A flash of white light
in clear, blue sky
A thunder roar
exploding high
The shamisen stops
Doesn’t know the difference
between the song and the singer
The dreamer stops dreaming
Doesn’t know the difference
between sleep or death
One exhale is all it takes
for life to disappear
Like the butterfly
unattached to its pupa
Like the glide of fingers
over koto strings
or the cry of the shakuhachi
mourning spring
we are born to die
Search for a familiar face
A hint of breath among
abandoned, upturned
carts and smoldering flesh
War or peace?
It’s impossible to know the exact
moment milk turns sour or when
a chrysalis becomes butterfly
Life and death are a wheel
One turn is all it takes for an
empire to vanish like ash
8:15 a.m.
A flash of blinding white light
Pika don
Rain falling in black petals
Hibakusha
Children of the Mushroom
Orphans of the bomb
forbidden to forget
Nine summits collapse
Eight oceans go dry*
One moment is all it takes
for life to disappear
*This piece was written for the 70th Anniversary of the dropping of the Atomic Bombs in Japan.
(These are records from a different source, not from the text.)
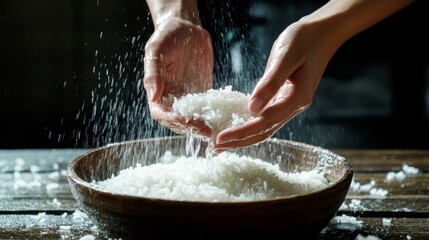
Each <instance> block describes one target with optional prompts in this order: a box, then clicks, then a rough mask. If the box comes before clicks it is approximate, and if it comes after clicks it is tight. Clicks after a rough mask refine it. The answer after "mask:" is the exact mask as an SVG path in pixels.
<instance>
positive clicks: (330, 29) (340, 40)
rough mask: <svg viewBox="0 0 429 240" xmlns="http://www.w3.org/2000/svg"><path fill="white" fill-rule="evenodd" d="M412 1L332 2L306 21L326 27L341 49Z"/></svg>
mask: <svg viewBox="0 0 429 240" xmlns="http://www.w3.org/2000/svg"><path fill="white" fill-rule="evenodd" d="M412 2H414V0H389V1H386V0H331V1H329V2H328V3H326V4H325V5H324V6H322V7H321V8H319V9H318V10H316V11H315V12H313V13H311V14H309V15H308V16H306V17H304V18H303V19H302V20H303V21H307V22H309V23H320V24H322V25H323V28H324V30H326V31H327V34H330V35H331V41H332V42H333V43H334V44H337V45H338V46H340V45H341V44H342V43H344V42H345V41H347V40H348V39H349V38H351V37H353V36H354V35H356V34H358V33H359V32H361V31H363V30H365V29H367V28H369V27H371V26H373V25H374V24H376V23H378V22H380V21H381V20H383V19H384V18H386V17H388V16H390V15H392V14H394V13H395V12H397V11H399V10H401V9H403V8H405V7H406V6H408V5H409V4H411V3H412Z"/></svg>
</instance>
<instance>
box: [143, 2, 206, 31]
mask: <svg viewBox="0 0 429 240" xmlns="http://www.w3.org/2000/svg"><path fill="white" fill-rule="evenodd" d="M146 3H147V5H148V7H149V11H150V12H151V14H152V20H153V23H154V25H155V27H156V26H158V25H159V24H160V23H161V22H162V21H164V20H165V19H166V18H168V17H177V18H181V19H184V20H188V21H190V22H192V23H194V24H196V25H199V24H200V19H199V16H198V6H197V1H196V0H146Z"/></svg>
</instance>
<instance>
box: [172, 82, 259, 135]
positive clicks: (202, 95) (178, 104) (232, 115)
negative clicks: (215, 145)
mask: <svg viewBox="0 0 429 240" xmlns="http://www.w3.org/2000/svg"><path fill="white" fill-rule="evenodd" d="M249 99H250V94H244V93H241V92H238V91H233V90H232V86H226V87H225V88H220V89H218V90H215V89H210V90H208V91H207V92H204V93H193V94H188V95H185V96H183V97H180V98H175V99H174V103H173V111H174V112H176V113H178V114H180V115H182V116H183V117H185V118H186V119H188V120H190V119H194V120H203V121H204V122H205V123H206V124H207V126H209V127H210V128H212V130H213V134H217V133H218V132H220V131H222V130H224V129H227V128H230V127H234V126H239V125H241V124H243V123H244V122H246V121H248V120H249V119H251V118H252V115H251V113H250V112H249V110H248V109H247V104H248V102H249Z"/></svg>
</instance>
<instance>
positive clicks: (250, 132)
mask: <svg viewBox="0 0 429 240" xmlns="http://www.w3.org/2000/svg"><path fill="white" fill-rule="evenodd" d="M412 2H413V0H390V1H385V0H331V1H329V2H328V3H326V4H325V5H324V6H322V7H320V8H319V9H318V10H316V11H314V12H313V13H311V14H309V15H307V16H305V17H303V18H301V19H300V20H299V21H297V22H295V23H292V24H291V25H289V26H288V27H287V28H286V29H285V30H284V31H283V32H282V33H281V34H280V36H279V37H278V38H277V40H276V41H275V42H274V44H273V47H272V49H271V53H270V56H269V58H268V61H267V65H266V69H265V72H264V75H263V76H262V78H261V79H260V80H259V82H258V84H257V86H256V87H255V89H254V91H253V93H252V96H251V99H250V103H249V110H250V111H251V112H252V113H253V114H254V115H255V118H254V119H253V120H252V121H250V122H248V123H246V124H244V125H242V126H239V127H236V128H230V129H226V130H224V131H222V132H221V133H219V135H218V136H217V139H216V143H215V146H214V148H215V150H216V151H217V152H222V151H226V150H228V149H232V148H237V147H244V146H249V145H253V144H256V143H258V142H261V141H263V140H265V139H267V138H268V137H270V136H272V135H273V134H274V133H275V132H276V131H277V130H279V129H280V128H281V127H282V126H283V125H284V124H286V123H287V122H288V121H289V120H290V119H292V118H293V117H295V116H296V115H298V114H299V113H301V112H303V111H304V110H306V109H308V108H309V107H310V105H311V103H312V101H313V97H314V94H315V91H316V89H317V87H318V84H319V82H320V79H321V78H322V75H323V73H324V71H325V69H326V66H327V64H328V62H329V61H330V59H331V58H332V56H333V55H334V53H335V52H336V51H337V49H338V48H339V47H340V46H341V45H342V44H343V43H344V42H346V41H347V40H348V39H350V38H351V37H353V36H354V35H356V34H358V33H359V32H361V31H363V30H365V29H367V28H369V27H371V26H372V25H374V24H376V23H378V22H379V21H381V20H383V19H384V18H386V17H388V16H390V15H392V14H394V13H395V12H397V11H399V10H400V9H403V8H405V7H406V6H408V5H409V4H411V3H412Z"/></svg>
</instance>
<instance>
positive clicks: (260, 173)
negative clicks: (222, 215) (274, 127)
mask: <svg viewBox="0 0 429 240" xmlns="http://www.w3.org/2000/svg"><path fill="white" fill-rule="evenodd" d="M92 184H93V185H94V186H96V187H97V188H100V189H102V190H105V191H108V192H113V193H119V194H125V195H134V196H141V197H148V198H157V199H169V200H179V201H202V202H237V201H254V200H265V199H273V198H278V197H282V196H288V195H295V194H303V193H309V192H313V191H316V190H319V189H323V188H326V187H327V186H328V185H329V183H328V181H327V179H326V178H325V177H324V176H323V173H318V172H316V171H315V170H313V171H303V172H297V173H286V172H283V171H281V170H280V168H279V166H278V165H274V164H271V163H268V162H266V161H263V160H261V159H254V158H250V157H246V156H239V155H237V154H234V153H228V152H225V153H222V154H220V155H217V156H214V157H213V158H212V159H207V158H195V157H185V156H180V157H176V156H173V155H171V153H170V152H166V154H165V155H164V156H163V157H162V159H161V161H160V162H159V163H157V164H152V165H148V166H141V165H137V166H135V167H130V168H128V169H124V170H122V171H120V173H119V174H118V175H117V176H112V177H111V178H109V179H107V180H104V181H99V182H93V183H92Z"/></svg>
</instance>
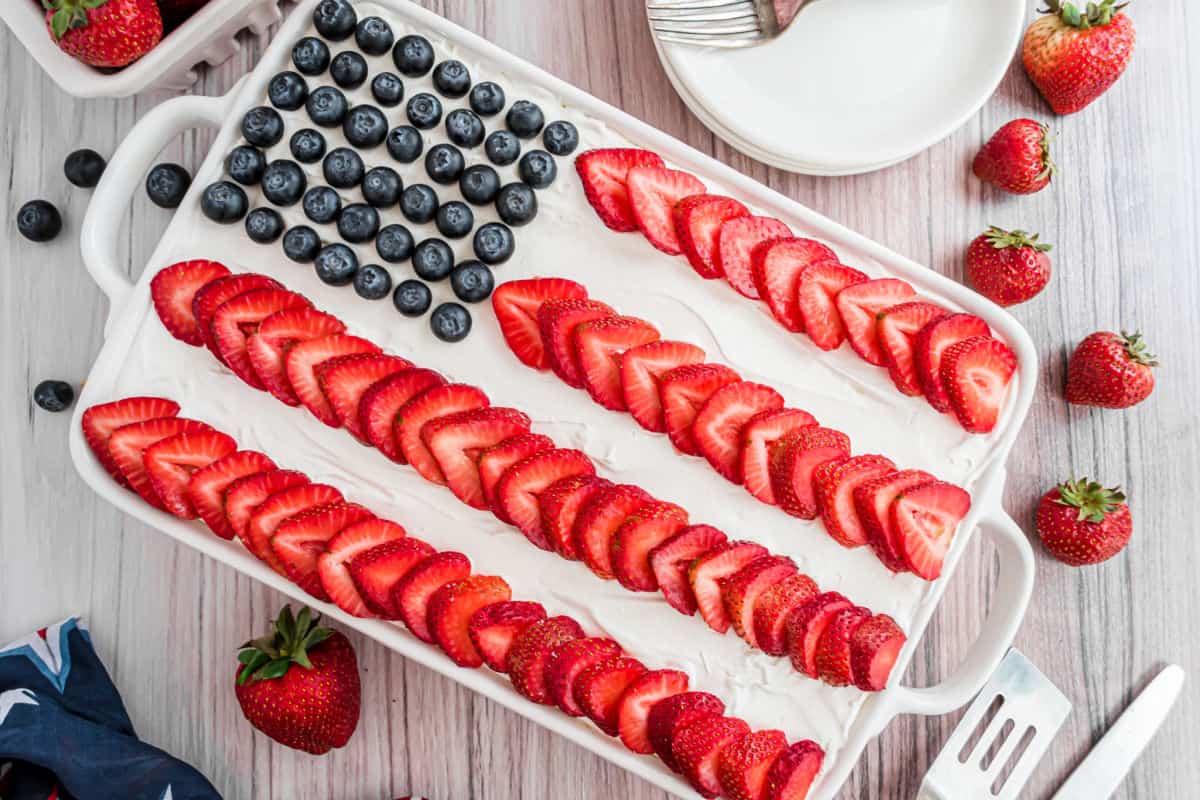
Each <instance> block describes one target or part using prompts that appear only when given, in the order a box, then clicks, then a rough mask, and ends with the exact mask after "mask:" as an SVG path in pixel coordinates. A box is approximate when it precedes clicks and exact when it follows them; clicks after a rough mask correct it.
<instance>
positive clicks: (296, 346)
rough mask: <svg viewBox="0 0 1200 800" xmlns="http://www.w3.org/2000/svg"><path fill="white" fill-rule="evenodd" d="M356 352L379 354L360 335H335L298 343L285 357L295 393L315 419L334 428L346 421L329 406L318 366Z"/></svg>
mask: <svg viewBox="0 0 1200 800" xmlns="http://www.w3.org/2000/svg"><path fill="white" fill-rule="evenodd" d="M355 353H379V347H378V345H376V344H373V343H371V342H367V341H366V339H364V338H360V337H358V336H348V335H346V333H335V335H332V336H323V337H322V338H319V339H306V341H304V342H296V343H295V344H293V345H292V348H289V349H288V351H287V355H286V356H284V357H283V373H284V374H286V375H287V379H288V384H290V385H292V391H294V392H295V395H296V397H299V398H300V402H301V403H302V404H304V407H305V408H306V409H308V410H310V411H311V413H312V415H313V416H316V417H317V419H318V420H320V421H322V422H324V423H325V425H328V426H329V427H331V428H336V427H340V426H341V425H342V421H341V419H340V417H338V416H337V413H336V411H335V410H334V407H332V405H330V404H329V399H328V398H326V397H325V392H323V391H322V390H320V381H319V380H318V379H317V367H318V366H320V365H322V363H324V362H325V361H329V360H330V359H336V357H338V356H343V355H353V354H355Z"/></svg>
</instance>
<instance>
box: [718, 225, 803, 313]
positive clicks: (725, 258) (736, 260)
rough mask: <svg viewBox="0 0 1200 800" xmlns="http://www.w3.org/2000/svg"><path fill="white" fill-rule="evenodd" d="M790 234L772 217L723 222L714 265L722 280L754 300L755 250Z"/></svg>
mask: <svg viewBox="0 0 1200 800" xmlns="http://www.w3.org/2000/svg"><path fill="white" fill-rule="evenodd" d="M791 235H792V231H791V229H790V228H788V227H787V225H785V224H784V223H782V222H780V221H779V219H775V218H774V217H750V216H743V217H738V218H736V219H730V221H728V222H726V223H725V224H724V225H721V230H720V231H719V233H718V235H716V245H718V248H716V253H718V264H719V266H720V270H721V273H722V275H724V276H725V279H726V281H727V282H728V284H730V285H731V287H733V288H734V289H736V290H737V293H738V294H740V295H742V296H744V297H750V299H751V300H757V299H758V297H760V293H758V285H757V283H755V277H754V253H755V251H756V249H757V248H758V247H760V246H761V245H763V243H764V242H768V241H775V240H779V239H790V237H791Z"/></svg>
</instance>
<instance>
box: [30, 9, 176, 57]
mask: <svg viewBox="0 0 1200 800" xmlns="http://www.w3.org/2000/svg"><path fill="white" fill-rule="evenodd" d="M42 7H43V8H46V25H47V28H49V30H50V36H53V37H54V41H55V43H58V46H59V48H61V49H62V52H65V53H67V54H70V55H72V56H74V58H77V59H79V60H80V61H83V62H84V64H90V65H91V66H94V67H124V66H126V65H128V64H132V62H133V61H137V60H138V59H140V58H142V56H143V55H145V54H146V53H149V52H150V50H151V49H154V47H155V46H156V44H158V42H160V41H162V13H161V12H160V11H158V6H157V4H155V0H42Z"/></svg>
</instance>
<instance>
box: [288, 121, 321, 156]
mask: <svg viewBox="0 0 1200 800" xmlns="http://www.w3.org/2000/svg"><path fill="white" fill-rule="evenodd" d="M292 155H293V156H294V157H295V160H296V161H299V162H300V163H301V164H314V163H317V162H318V161H320V160H322V158H324V157H325V137H323V136H322V134H320V132H319V131H314V130H313V128H302V130H300V131H296V132H295V133H293V134H292Z"/></svg>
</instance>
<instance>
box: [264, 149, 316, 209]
mask: <svg viewBox="0 0 1200 800" xmlns="http://www.w3.org/2000/svg"><path fill="white" fill-rule="evenodd" d="M307 187H308V179H307V178H305V174H304V170H302V169H300V164H298V163H296V162H294V161H286V160H283V158H280V160H278V161H272V162H271V163H270V164H268V167H266V172H265V173H263V197H265V198H266V199H268V200H270V201H271V203H274V204H275V205H280V206H284V207H286V206H289V205H295V204H296V203H299V201H300V198H301V197H304V191H305V190H306V188H307Z"/></svg>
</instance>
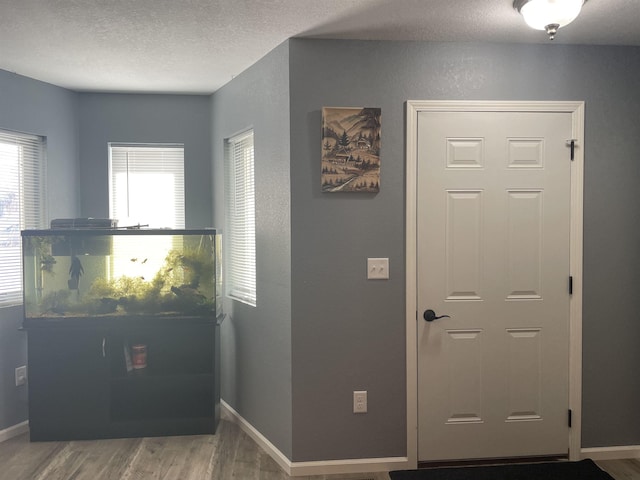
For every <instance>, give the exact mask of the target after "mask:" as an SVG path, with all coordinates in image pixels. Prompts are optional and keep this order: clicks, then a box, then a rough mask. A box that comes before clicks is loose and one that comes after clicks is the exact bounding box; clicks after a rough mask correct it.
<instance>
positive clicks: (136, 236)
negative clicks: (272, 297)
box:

The first atomic bomb dropped on Hiroshima on Aug. 6, 1945, at 8:15 a.m. killing 80,000 people instantly and the second bomb, Fat Man, was dropped on Nagasaki on August 9tt at 4 a.m. instantly killing 40,000 people.
pika – flash (of light)
don- bomb, thunder
hibakusha – (lit. ‘explosion-affected people.’)
The quote alludes to enlightenment in Hindu-Buddhism, when the highest level of realization is reached and all matter is transcended, formless and empty.